40度超えの日が続出するなどの記録的な猛暑の中で、熱中症にとどまらない健康リスクが明らかになりました。東京科学大学の公衆衛生学分野の研究チームは、2011~2020年にかけて日本全国11地域で報告された6947件の常位胎盤早期剝離の症例と、暑さ指数WBGTのデータを解析しました。その結果、暑さ指数が高い日の翌日に、常位胎盤早期剝離のリスクが上昇することを初めて統計的に実証しました。研究の成果は、2025年5月21日に公開され、論文にも掲載されました(資料は≪コチラ≫です。)。

【常位胎盤早期剝離とは】正常位置(子宮体部)に付着している胎盤が、胎児の分娩前に子宮壁より剝離する緊急性の高い妊娠合併症です。出産の約1%に発生するとされ、胎盤が出産前に子宮からはがれることにより、大量出血を引き起こし、産科危機的出血による妊産婦死亡原因の約1割(第2位)を占めます。赤ちゃんにとっても深刻な影響があり、脳性まひの最も多い原因とされています。これまでに、高血圧、喫煙、外傷などのリスク因子は明瞭でしたが、高温や湿度がどう影響するかは解明されていませんでした。

【暑さ指数WBGTとは】湿球黒球温度(Wet Bulb Globe Temperature)。熱中症を予防することを目的として1954年にアメリカで提案されました。人体と外気との熱のやりとり(熱収支)に着目した指標で、人体の熱収支に与える影響の大きい ①湿度、②日射・輻射などの周辺の熱環境、③気温の3項目を取り入れた指標です(環境省のサイトは≪コチラ≫です。)。

【研究の成果】暑さ指数が特に高かった日の翌日には、剝離リスクが1.23倍上昇しました。一方、その翌々日にはリスクが0.84倍に低下しました。1週間全体で見るとリスクの上昇は相殺されていました。また、妊娠高血圧症候群の妊婦では1.57倍、胎児の発育不良を伴う妊婦では1.47倍のリスクがあり、猛暑による影響がさらに強くみられました。

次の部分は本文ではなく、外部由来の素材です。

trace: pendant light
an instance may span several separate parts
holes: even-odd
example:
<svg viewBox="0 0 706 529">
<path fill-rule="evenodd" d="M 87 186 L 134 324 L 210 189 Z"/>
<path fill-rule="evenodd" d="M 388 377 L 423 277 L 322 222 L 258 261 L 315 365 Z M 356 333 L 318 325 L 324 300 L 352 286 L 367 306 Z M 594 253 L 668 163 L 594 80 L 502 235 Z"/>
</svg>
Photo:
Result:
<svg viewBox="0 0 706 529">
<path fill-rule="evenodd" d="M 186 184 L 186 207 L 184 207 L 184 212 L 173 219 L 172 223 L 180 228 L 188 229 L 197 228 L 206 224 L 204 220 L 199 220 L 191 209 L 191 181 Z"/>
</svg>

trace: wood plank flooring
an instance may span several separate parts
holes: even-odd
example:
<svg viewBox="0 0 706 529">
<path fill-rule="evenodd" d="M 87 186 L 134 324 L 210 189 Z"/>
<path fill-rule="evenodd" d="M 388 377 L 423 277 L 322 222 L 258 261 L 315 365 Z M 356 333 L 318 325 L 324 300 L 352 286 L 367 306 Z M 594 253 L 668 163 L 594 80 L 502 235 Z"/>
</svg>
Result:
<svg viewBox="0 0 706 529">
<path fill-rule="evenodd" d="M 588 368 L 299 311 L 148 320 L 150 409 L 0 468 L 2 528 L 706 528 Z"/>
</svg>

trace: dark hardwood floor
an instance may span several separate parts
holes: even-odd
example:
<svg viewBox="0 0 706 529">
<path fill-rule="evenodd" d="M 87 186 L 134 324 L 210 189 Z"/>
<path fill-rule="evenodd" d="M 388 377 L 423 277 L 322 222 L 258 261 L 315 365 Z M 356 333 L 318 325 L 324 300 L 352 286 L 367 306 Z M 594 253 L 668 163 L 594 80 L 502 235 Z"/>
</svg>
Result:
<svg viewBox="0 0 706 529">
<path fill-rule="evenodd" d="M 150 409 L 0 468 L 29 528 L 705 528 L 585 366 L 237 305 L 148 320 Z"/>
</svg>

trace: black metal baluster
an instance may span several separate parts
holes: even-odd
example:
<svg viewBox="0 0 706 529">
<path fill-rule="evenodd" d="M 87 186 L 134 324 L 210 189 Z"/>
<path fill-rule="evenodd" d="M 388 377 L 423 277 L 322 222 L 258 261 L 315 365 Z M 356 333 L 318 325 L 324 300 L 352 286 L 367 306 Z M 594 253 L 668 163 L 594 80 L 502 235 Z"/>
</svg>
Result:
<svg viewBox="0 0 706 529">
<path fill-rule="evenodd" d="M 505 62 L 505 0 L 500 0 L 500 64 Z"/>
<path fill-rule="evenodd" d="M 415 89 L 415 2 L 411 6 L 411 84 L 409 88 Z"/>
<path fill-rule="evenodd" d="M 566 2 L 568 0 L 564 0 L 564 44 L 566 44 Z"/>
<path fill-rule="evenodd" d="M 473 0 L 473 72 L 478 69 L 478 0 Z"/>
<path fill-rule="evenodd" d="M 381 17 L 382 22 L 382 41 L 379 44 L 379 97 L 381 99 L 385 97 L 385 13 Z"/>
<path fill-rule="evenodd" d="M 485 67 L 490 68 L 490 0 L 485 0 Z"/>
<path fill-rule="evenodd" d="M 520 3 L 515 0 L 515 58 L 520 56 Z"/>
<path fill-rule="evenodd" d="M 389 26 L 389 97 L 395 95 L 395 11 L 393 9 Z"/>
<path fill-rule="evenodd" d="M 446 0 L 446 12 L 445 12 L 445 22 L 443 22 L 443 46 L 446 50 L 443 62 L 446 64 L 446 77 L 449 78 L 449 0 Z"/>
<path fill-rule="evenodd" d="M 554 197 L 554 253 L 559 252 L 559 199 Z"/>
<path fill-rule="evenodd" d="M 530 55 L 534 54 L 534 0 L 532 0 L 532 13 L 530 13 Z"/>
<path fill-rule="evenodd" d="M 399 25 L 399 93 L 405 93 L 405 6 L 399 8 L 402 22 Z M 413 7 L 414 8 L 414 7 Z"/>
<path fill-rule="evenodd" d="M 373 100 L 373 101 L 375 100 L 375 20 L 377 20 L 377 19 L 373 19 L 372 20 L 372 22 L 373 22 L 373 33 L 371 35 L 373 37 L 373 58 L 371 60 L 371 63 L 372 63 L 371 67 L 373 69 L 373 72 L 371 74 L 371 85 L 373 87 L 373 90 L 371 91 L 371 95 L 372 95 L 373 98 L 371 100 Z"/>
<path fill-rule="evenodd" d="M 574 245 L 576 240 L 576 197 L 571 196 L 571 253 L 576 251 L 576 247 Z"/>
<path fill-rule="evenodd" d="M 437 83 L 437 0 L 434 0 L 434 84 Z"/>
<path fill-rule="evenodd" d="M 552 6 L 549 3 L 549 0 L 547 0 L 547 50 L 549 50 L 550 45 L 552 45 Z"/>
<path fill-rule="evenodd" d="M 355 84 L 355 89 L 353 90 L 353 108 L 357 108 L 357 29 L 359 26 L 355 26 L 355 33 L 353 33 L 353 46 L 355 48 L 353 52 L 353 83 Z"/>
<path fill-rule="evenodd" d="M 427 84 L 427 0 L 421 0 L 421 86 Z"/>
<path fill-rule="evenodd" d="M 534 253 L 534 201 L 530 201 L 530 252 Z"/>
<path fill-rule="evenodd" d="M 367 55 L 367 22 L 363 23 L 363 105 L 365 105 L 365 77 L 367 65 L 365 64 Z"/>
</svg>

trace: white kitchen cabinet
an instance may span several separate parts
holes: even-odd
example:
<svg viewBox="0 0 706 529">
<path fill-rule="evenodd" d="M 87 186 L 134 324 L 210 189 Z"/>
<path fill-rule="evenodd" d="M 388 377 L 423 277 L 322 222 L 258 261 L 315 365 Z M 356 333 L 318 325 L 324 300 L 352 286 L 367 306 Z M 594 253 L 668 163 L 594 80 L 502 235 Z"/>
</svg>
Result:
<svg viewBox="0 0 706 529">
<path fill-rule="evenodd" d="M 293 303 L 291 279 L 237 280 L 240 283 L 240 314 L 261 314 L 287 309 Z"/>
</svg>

【社会的インパクト】この疾患では、初期対応が早ければ妊婦や赤ちゃんの命を守れる可能性が高まります。猛暑の直後には、出血や腹痛など常位胎盤早期剥離の初期症状に注意を払う必要があります。今後は、妊婦も高齢者や子どもと同様に「暑さによる健康影響を受けやすい人」として、社会全体で支える対象であるという認識が広がることが求められます。熱中症警戒アラートと連動した妊婦向けの情報発信や、通院・外出のタイミングの見直しなど、新たな支援や行動が必要です。こうした取組みを通じて、気候変動時代における安心な出産環境の構築に貢献することが期待されます。